In fact, two of the top 10 problems in the OWASP list are caused by creating problematic select statements for use in querying data from the backing database for the web application. Let’s take a look at what the MySQL developer documentation says about security issues in the documentation for the SELECT statement:

 “   “

That is not a typo. You are reading that correctly.

These issues are not addressed at all by the developer documentation for the SELECT statement. The only mention of security in the API documentation web page for SELECT is in the user comments. I can hear you protesting already, “That’s not fair. Web applications are just one usage model for the database; web developers should be looking at language-specific information for creating their SELECT statement; and it would be unclean to muddy up the documentation with security information that applies to just one database workload.”

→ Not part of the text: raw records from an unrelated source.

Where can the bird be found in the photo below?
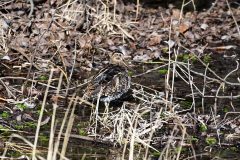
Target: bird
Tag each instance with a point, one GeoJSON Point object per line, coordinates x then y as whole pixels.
{"type": "Point", "coordinates": [111, 82]}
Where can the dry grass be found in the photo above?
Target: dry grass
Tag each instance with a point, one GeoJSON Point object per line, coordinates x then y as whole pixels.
{"type": "Point", "coordinates": [136, 127]}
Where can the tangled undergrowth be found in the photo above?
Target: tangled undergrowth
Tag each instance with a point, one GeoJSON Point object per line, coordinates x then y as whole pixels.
{"type": "Point", "coordinates": [185, 79]}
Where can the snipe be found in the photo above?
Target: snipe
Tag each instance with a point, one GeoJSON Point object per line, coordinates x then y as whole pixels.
{"type": "Point", "coordinates": [111, 82]}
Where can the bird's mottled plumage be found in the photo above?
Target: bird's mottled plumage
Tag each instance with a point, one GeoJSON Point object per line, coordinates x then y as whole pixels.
{"type": "Point", "coordinates": [111, 82]}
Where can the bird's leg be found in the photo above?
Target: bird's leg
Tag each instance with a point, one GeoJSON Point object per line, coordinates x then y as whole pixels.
{"type": "Point", "coordinates": [105, 115]}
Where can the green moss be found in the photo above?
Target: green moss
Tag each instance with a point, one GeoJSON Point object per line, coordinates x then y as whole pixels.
{"type": "Point", "coordinates": [5, 115]}
{"type": "Point", "coordinates": [211, 141]}
{"type": "Point", "coordinates": [13, 153]}
{"type": "Point", "coordinates": [203, 127]}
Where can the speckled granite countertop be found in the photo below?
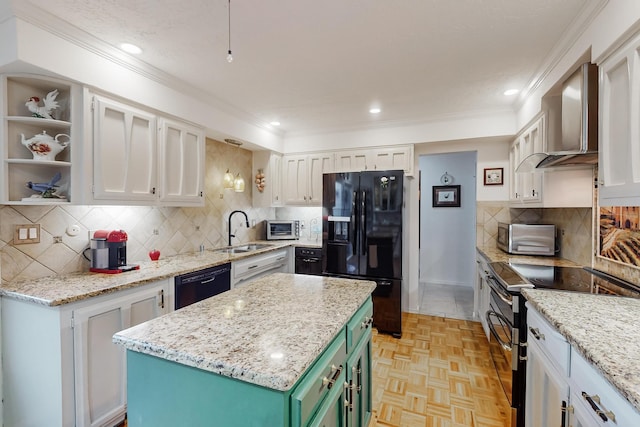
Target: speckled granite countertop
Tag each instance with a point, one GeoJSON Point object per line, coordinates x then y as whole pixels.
{"type": "Point", "coordinates": [267, 332]}
{"type": "Point", "coordinates": [68, 288]}
{"type": "Point", "coordinates": [604, 329]}
{"type": "Point", "coordinates": [494, 254]}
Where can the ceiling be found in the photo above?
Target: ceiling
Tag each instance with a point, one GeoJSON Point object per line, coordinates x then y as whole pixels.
{"type": "Point", "coordinates": [320, 65]}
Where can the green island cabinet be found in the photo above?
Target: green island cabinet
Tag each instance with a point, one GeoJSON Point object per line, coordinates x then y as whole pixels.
{"type": "Point", "coordinates": [334, 391]}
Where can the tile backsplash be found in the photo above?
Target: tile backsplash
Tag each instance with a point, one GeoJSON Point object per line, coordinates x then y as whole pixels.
{"type": "Point", "coordinates": [172, 230]}
{"type": "Point", "coordinates": [574, 226]}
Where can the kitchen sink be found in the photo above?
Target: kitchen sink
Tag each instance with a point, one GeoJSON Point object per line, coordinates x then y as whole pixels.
{"type": "Point", "coordinates": [244, 248]}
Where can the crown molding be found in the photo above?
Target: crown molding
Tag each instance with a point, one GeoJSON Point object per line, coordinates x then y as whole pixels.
{"type": "Point", "coordinates": [569, 38]}
{"type": "Point", "coordinates": [26, 11]}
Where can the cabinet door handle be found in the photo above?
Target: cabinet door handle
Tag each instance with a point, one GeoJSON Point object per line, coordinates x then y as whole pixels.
{"type": "Point", "coordinates": [161, 298]}
{"type": "Point", "coordinates": [536, 333]}
{"type": "Point", "coordinates": [330, 382]}
{"type": "Point", "coordinates": [593, 401]}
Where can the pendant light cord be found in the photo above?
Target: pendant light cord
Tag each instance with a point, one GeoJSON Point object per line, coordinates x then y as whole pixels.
{"type": "Point", "coordinates": [229, 56]}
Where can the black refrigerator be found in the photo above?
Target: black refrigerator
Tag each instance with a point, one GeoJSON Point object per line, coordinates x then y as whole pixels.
{"type": "Point", "coordinates": [362, 237]}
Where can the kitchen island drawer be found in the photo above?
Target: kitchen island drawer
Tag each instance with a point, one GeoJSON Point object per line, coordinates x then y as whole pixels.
{"type": "Point", "coordinates": [326, 373]}
{"type": "Point", "coordinates": [554, 345]}
{"type": "Point", "coordinates": [359, 324]}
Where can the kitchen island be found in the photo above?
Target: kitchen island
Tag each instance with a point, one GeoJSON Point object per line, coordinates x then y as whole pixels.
{"type": "Point", "coordinates": [267, 353]}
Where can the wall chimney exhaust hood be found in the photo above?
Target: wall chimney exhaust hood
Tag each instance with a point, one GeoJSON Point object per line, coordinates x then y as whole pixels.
{"type": "Point", "coordinates": [571, 123]}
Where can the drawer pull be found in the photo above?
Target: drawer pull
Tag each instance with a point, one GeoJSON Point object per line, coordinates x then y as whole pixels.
{"type": "Point", "coordinates": [594, 401]}
{"type": "Point", "coordinates": [368, 321]}
{"type": "Point", "coordinates": [536, 333]}
{"type": "Point", "coordinates": [330, 382]}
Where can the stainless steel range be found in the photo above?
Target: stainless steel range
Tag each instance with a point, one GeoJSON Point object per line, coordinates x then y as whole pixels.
{"type": "Point", "coordinates": [507, 317]}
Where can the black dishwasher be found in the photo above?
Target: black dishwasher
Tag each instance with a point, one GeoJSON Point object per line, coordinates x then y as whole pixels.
{"type": "Point", "coordinates": [309, 261]}
{"type": "Point", "coordinates": [202, 284]}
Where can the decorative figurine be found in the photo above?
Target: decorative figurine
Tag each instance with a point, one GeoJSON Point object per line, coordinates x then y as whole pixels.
{"type": "Point", "coordinates": [45, 147]}
{"type": "Point", "coordinates": [260, 180]}
{"type": "Point", "coordinates": [47, 190]}
{"type": "Point", "coordinates": [43, 112]}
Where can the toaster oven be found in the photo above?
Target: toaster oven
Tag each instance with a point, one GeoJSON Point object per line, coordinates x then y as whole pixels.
{"type": "Point", "coordinates": [527, 239]}
{"type": "Point", "coordinates": [278, 229]}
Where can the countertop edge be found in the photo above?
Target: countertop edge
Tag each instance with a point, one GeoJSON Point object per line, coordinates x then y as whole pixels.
{"type": "Point", "coordinates": [149, 271]}
{"type": "Point", "coordinates": [214, 364]}
{"type": "Point", "coordinates": [584, 348]}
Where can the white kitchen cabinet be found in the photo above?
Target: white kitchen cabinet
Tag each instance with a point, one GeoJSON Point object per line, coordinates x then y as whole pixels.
{"type": "Point", "coordinates": [302, 178]}
{"type": "Point", "coordinates": [569, 187]}
{"type": "Point", "coordinates": [619, 124]}
{"type": "Point", "coordinates": [18, 166]}
{"type": "Point", "coordinates": [140, 158]}
{"type": "Point", "coordinates": [527, 186]}
{"type": "Point", "coordinates": [562, 388]}
{"type": "Point", "coordinates": [376, 158]}
{"type": "Point", "coordinates": [547, 388]}
{"type": "Point", "coordinates": [181, 163]}
{"type": "Point", "coordinates": [595, 402]}
{"type": "Point", "coordinates": [270, 164]}
{"type": "Point", "coordinates": [61, 361]}
{"type": "Point", "coordinates": [124, 152]}
{"type": "Point", "coordinates": [247, 269]}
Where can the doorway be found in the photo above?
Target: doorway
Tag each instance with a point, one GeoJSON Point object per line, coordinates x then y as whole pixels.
{"type": "Point", "coordinates": [447, 234]}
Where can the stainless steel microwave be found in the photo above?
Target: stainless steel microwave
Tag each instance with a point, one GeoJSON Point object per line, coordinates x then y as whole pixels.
{"type": "Point", "coordinates": [278, 229]}
{"type": "Point", "coordinates": [527, 239]}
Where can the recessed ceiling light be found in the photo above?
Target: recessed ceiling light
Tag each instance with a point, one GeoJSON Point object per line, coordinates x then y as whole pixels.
{"type": "Point", "coordinates": [130, 48]}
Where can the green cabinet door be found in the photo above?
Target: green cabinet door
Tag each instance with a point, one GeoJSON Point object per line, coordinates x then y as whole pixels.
{"type": "Point", "coordinates": [358, 383]}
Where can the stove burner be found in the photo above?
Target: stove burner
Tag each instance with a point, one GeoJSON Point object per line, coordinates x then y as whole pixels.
{"type": "Point", "coordinates": [576, 279]}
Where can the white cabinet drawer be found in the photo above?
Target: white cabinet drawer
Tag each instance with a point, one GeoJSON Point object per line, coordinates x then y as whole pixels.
{"type": "Point", "coordinates": [254, 266]}
{"type": "Point", "coordinates": [588, 385]}
{"type": "Point", "coordinates": [554, 345]}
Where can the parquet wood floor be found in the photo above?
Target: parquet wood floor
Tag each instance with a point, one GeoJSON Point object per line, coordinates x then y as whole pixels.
{"type": "Point", "coordinates": [439, 374]}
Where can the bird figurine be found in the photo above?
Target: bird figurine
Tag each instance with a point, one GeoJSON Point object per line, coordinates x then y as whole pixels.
{"type": "Point", "coordinates": [46, 189]}
{"type": "Point", "coordinates": [43, 112]}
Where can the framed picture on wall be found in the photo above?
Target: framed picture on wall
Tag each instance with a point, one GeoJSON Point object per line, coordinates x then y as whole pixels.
{"type": "Point", "coordinates": [446, 196]}
{"type": "Point", "coordinates": [493, 176]}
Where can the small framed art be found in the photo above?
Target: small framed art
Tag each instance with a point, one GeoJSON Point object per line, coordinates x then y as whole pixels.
{"type": "Point", "coordinates": [493, 176]}
{"type": "Point", "coordinates": [446, 196]}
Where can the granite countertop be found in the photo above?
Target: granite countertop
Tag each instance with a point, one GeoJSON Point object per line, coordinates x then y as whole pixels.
{"type": "Point", "coordinates": [604, 329]}
{"type": "Point", "coordinates": [69, 288]}
{"type": "Point", "coordinates": [493, 254]}
{"type": "Point", "coordinates": [267, 332]}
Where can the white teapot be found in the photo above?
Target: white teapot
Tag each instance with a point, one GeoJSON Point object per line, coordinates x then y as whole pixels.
{"type": "Point", "coordinates": [45, 147]}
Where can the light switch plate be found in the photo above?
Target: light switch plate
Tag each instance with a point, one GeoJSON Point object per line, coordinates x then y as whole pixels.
{"type": "Point", "coordinates": [26, 233]}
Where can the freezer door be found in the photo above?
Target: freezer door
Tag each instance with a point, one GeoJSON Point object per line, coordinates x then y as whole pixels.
{"type": "Point", "coordinates": [340, 224]}
{"type": "Point", "coordinates": [380, 215]}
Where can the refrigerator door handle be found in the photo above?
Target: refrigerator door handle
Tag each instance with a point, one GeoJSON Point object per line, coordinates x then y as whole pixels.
{"type": "Point", "coordinates": [354, 223]}
{"type": "Point", "coordinates": [363, 223]}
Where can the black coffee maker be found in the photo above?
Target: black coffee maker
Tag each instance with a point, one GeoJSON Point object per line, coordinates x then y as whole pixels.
{"type": "Point", "coordinates": [109, 252]}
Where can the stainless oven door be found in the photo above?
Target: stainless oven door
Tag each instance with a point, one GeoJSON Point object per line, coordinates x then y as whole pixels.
{"type": "Point", "coordinates": [500, 321]}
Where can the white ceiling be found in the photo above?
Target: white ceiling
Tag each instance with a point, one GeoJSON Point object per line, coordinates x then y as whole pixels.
{"type": "Point", "coordinates": [320, 65]}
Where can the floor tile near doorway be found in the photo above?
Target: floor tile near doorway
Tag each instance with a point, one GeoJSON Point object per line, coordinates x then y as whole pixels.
{"type": "Point", "coordinates": [438, 374]}
{"type": "Point", "coordinates": [452, 301]}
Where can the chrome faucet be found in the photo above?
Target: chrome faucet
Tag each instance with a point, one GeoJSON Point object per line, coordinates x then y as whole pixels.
{"type": "Point", "coordinates": [230, 215]}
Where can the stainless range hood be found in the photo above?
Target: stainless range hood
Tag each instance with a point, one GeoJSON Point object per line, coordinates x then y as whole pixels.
{"type": "Point", "coordinates": [571, 123]}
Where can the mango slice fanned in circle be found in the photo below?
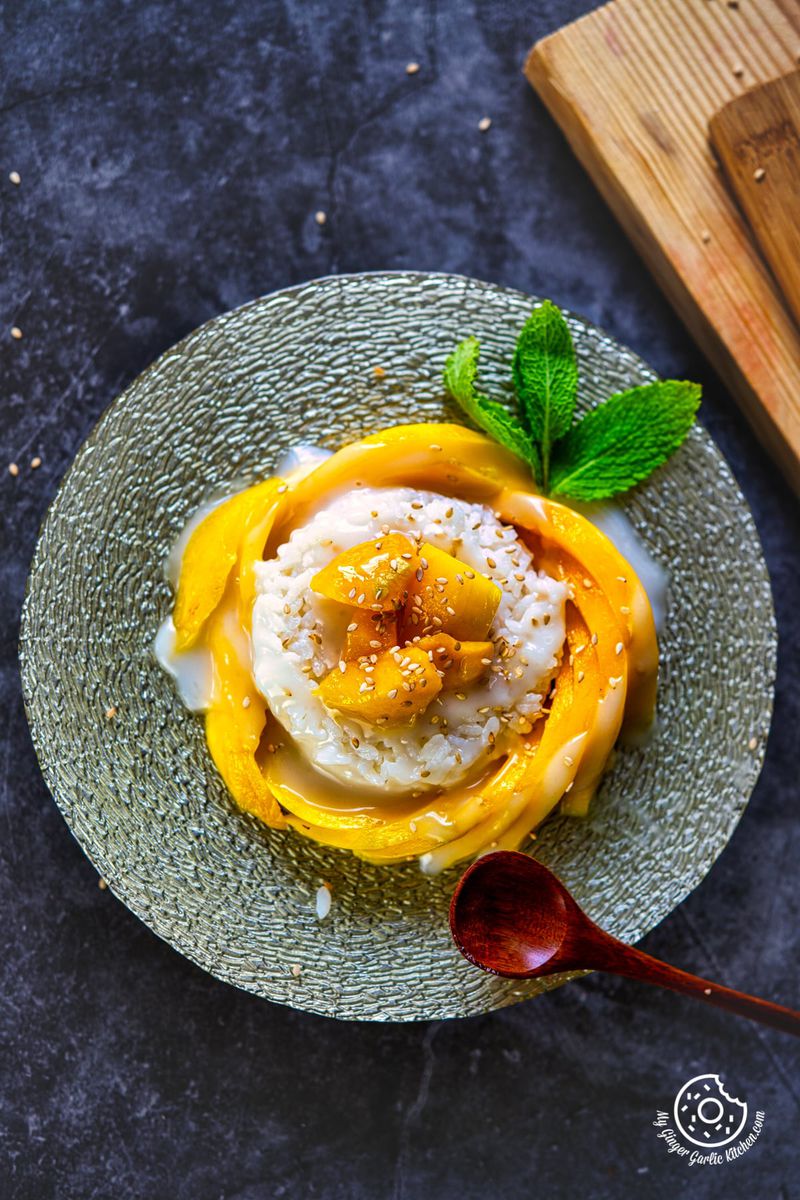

You are absolutely right. I cannot argue that point. It is unpalatable, but after more than a decade of facing these issues (over and over and over again), isn’t it worth a little messiness to try another approach to solving the problem?

In fact, none of the top five search returns for the query “mysql select” mentions anything about any security implications, although two of the pages are about creating select statements for use with PHP. (I gave up looking after scanning the first three pages of search results to no avail. Your millage may vary since search results change over time and are often customized.)

A recent study found that cybersecurity education at the college level is weak. Top universities don’t require it and, in some cases, don’t provide cybersecurity coursework. However, even if universities did provide rigorous cybersecurity training (and it is absolutely essential that they do so), the impact on web application developers would not be profound. The 2016 Stack Overflow developer survey shows that the majority of developers are self-taught. Only 43 percent of developers have a BA or a BS in computer science or a related field.

My take on all of this is simple  writing yet another “security” paper isn’t going to do the trick. Security practitioners need to do a better job of getting our messages integrated into core developer documentation.